The data scientist must also prepare for adapting to many variances in data representation and data set properties over the lifetime of the model. Thus the need for data cleansing and data imputation must be sensed and addressed with time and quality guarantees; as should the need for revising approximations in response to property changes. For hand-crafted (non-AI) models, supervision (semi- or full) for training is inevitable; but preparation for the aforementioned variances makes its automation critical. AutoML engineered machine learning pipelines will progress to solve these challenges. Data scientists must keep track of developments in this nascent field and adopt state-of-the-art algorithms for automated feature extraction, construction and transformation, automated handling of skewed and missing data, and automated post-processing and calibration of target values.
While handling the expected heterogeneity and non-stationarity in the distributions in the data set and the changes in the data representation; the data scientist should also be able to make new conclusions basis new correlations. In our parlance this means that evolving approximation functions map new information in the target variables. This variation in the target variable mapping is called concept drift. The data scientist would need mechanisms (automated, as above) to detect and correct for concept drift.
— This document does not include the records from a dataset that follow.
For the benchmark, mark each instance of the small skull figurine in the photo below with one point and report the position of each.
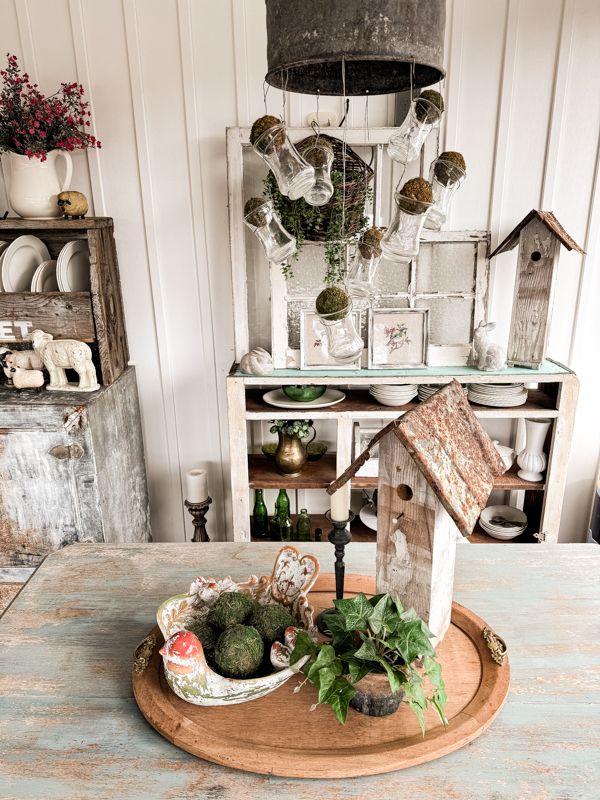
(257, 362)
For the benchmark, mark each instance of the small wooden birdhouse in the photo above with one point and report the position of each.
(436, 470)
(539, 237)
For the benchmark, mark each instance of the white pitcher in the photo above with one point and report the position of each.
(34, 185)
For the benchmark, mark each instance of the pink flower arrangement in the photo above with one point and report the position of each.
(33, 125)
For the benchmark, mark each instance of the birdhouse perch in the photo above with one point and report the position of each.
(436, 470)
(539, 237)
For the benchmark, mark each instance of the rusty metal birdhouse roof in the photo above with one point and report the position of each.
(452, 450)
(550, 221)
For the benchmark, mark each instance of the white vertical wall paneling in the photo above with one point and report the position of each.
(137, 90)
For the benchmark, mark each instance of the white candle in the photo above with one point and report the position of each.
(196, 481)
(340, 503)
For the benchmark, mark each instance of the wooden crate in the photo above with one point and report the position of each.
(95, 317)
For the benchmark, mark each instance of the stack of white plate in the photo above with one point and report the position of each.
(393, 395)
(503, 522)
(500, 395)
(427, 390)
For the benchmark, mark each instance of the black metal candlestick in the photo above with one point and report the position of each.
(339, 537)
(198, 512)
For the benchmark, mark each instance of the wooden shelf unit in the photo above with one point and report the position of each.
(555, 398)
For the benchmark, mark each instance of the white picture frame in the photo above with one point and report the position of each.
(398, 338)
(313, 343)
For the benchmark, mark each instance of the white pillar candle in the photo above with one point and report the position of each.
(196, 482)
(340, 503)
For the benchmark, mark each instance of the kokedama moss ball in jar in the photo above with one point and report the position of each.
(446, 174)
(423, 116)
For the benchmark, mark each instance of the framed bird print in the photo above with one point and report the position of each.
(398, 338)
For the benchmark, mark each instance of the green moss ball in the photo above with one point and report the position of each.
(232, 608)
(271, 622)
(205, 633)
(331, 300)
(239, 652)
(423, 111)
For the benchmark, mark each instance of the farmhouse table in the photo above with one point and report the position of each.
(70, 728)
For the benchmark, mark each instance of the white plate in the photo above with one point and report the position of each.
(45, 279)
(73, 267)
(20, 261)
(277, 397)
(368, 516)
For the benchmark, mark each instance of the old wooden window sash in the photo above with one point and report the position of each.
(422, 275)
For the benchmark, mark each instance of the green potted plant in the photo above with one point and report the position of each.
(370, 662)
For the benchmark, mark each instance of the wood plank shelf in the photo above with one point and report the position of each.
(360, 403)
(263, 474)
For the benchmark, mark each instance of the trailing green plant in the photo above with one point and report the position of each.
(300, 427)
(375, 635)
(299, 218)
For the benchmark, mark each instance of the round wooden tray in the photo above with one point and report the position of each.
(278, 735)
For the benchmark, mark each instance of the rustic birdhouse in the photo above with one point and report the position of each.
(436, 470)
(539, 237)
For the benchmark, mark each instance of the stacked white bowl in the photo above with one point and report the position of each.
(499, 395)
(427, 390)
(393, 395)
(503, 522)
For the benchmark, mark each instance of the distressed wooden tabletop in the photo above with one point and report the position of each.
(70, 728)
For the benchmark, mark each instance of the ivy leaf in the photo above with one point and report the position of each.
(411, 641)
(303, 647)
(356, 611)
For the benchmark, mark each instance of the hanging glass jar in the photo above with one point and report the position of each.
(294, 175)
(423, 116)
(344, 343)
(401, 241)
(365, 263)
(319, 154)
(446, 174)
(263, 220)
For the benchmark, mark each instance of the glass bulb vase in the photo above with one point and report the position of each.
(295, 177)
(344, 343)
(264, 222)
(405, 145)
(445, 178)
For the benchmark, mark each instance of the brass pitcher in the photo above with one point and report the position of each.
(290, 455)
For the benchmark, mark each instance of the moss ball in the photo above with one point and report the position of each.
(444, 169)
(232, 608)
(414, 195)
(331, 300)
(263, 124)
(205, 633)
(271, 622)
(423, 111)
(239, 652)
(259, 219)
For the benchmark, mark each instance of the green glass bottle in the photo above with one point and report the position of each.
(286, 528)
(282, 504)
(260, 526)
(303, 527)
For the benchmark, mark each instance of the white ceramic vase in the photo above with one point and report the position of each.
(532, 459)
(34, 185)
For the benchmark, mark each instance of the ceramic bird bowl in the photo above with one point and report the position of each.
(185, 666)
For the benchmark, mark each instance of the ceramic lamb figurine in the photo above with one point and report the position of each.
(485, 355)
(257, 362)
(65, 354)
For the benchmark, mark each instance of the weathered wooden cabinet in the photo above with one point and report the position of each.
(71, 470)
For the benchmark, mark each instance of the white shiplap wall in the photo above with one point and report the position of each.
(165, 77)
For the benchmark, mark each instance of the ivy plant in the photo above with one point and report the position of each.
(300, 427)
(372, 635)
(299, 218)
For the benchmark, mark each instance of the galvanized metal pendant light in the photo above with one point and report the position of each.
(379, 41)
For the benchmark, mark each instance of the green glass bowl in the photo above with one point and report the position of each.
(314, 451)
(304, 393)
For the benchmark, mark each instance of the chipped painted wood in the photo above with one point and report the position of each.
(63, 735)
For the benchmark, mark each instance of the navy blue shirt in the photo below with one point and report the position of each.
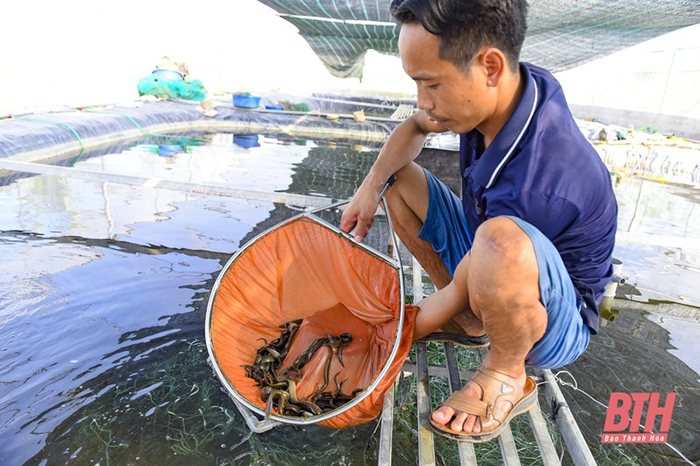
(541, 168)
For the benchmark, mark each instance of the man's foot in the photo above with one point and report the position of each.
(484, 405)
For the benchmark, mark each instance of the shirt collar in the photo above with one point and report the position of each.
(501, 148)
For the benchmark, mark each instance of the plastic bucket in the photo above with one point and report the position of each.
(246, 101)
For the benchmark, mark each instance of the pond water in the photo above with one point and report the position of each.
(104, 289)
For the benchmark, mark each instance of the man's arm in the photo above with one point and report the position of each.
(402, 147)
(438, 308)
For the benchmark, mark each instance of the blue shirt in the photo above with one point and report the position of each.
(541, 168)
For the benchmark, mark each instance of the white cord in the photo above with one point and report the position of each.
(575, 387)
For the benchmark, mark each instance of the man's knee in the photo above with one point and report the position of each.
(503, 269)
(502, 240)
(410, 191)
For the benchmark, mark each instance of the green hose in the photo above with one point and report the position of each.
(65, 125)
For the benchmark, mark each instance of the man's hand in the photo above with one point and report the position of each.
(360, 212)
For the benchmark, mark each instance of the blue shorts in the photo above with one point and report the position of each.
(566, 337)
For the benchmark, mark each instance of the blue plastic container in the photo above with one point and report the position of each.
(167, 75)
(246, 140)
(169, 150)
(246, 101)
While this field is evolving (even a precise definition of concept drift eludes the machine learning community today), the data scientist must closely follow developments – like methods that trigger detection of drift, synthetic drift data generators for model testing, and new classifications of drift handling and correction methods.
In this article we increase the awareness of the knowledge worker for the motivations for the evolution of data sciences. We have discussed the handling of infinite data sets and the different challenges that infinite data sets pose, like variations over time in statistical properties of homogeneity and stationarity. We advise the data scientist to prepare to apply techniques from key areas that will direct the evolution of data sciences for infinite data sets such as ensemble models, AutoML and concept drift.